Although she greatly encourages doing something to be heard, Krawcheck generally advises against steamrolling the person right back. Continuing to talk over the person talking over you could work — or it could quickly descend into a shouting match that reflects poorly on both parties. Instead, she suggests a few other tactics: diving back in when the opportunity presents itself (as many times as needed), teaming up with other women, or speaking with a superior if the situation appears to be worsening.
"I remember being on a management committee [where] I just wasn't being called on. I knew it was not a comfortable situation, but I thought, well hold on a second. I have to represent my business here," the executive says. "Before the CEO would go onto the next topic, I would say, 'Excuse me, excuse me, [name of CEO]. May I just have a moment, because I think there's something important here?'"
For that first tactic, she adds that waiting until there's a pause and then raising your hand — in other words, using your body, not only your voice to call attention back to you — can redirect the conversation back to your point.
Krawcheck's second tactic is all about working with other women. She cites the example that former White House staffers set during President Obama's administration, in which they backed each other up and ran interference against chronic interrupters.
"When a woman made a key point, other women would repeat it, giving credit to its author. This forced the men in the room to recognize the contribution — and denied them the chance to claim the idea as their own," the Washington Post reported. "'We just started doing it, and made a purpose of doing it. It was an everyday thing,' said one former Obama aide who requested anonymity to speak frankly. Obama noticed, she and others said, and began calling more often on women and junior aides."
So, if you're in a position to back someone else up (which doesn't necessarily require you to be at the top levels at your company or organization), start the chain and pay it forward. Krawcheck suggests saying something like: Hold on a minute, John. I really want Susie to finish her sentence. Or: That's a great idea, and I loved it when Susie said it the first go around.
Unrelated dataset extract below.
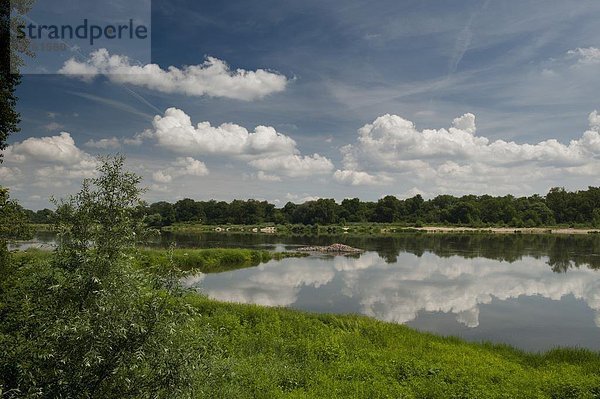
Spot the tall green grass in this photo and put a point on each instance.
(281, 353)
Do you have anything to add to it?
"That's ideal, because it takes you out of the She's such a bitch, she interrupted that person [territory]," she explains.
Third, if the interruptions are ongoing, you might pull the person or your supervisor aside and be calm, but direct. You could try a "Hey, you were a little rough on me in there, and I really wanted to finish what I was saying," Krawcheck says, or after two or three more times assume good intentions and try: "I'm sure you don't know you're doing this, but you keep running over me in the meeting."
If that fails, or if you feel more comfortable doing so in the first place, she suggests speaking with your manager. You might say, "Hey Steve/Joanna. You're in this meeting and I'm not sure if you noticed, but I keep getting run over. How can you help me manage through this?"
Phrasing it this way can shift the focus away from the other person's rudeness, and back to you and your desire to be a valuable member of the team. If you work at a larger company or organization, you could also inquire with HR about any coaching resources they provide.
"The underlying assumption is that these people want you to be successful. Assume that they're there to help you and coach you, and reach out to them as well," Krawcheck says. "I think a lot of times we get shut up or shut down when we're actually not confident about what we're saying. But if you're great at your job, if your comments are made succinctly and to the point, and if they have value, then absolutely stand your ground in a way that's comfortable for you."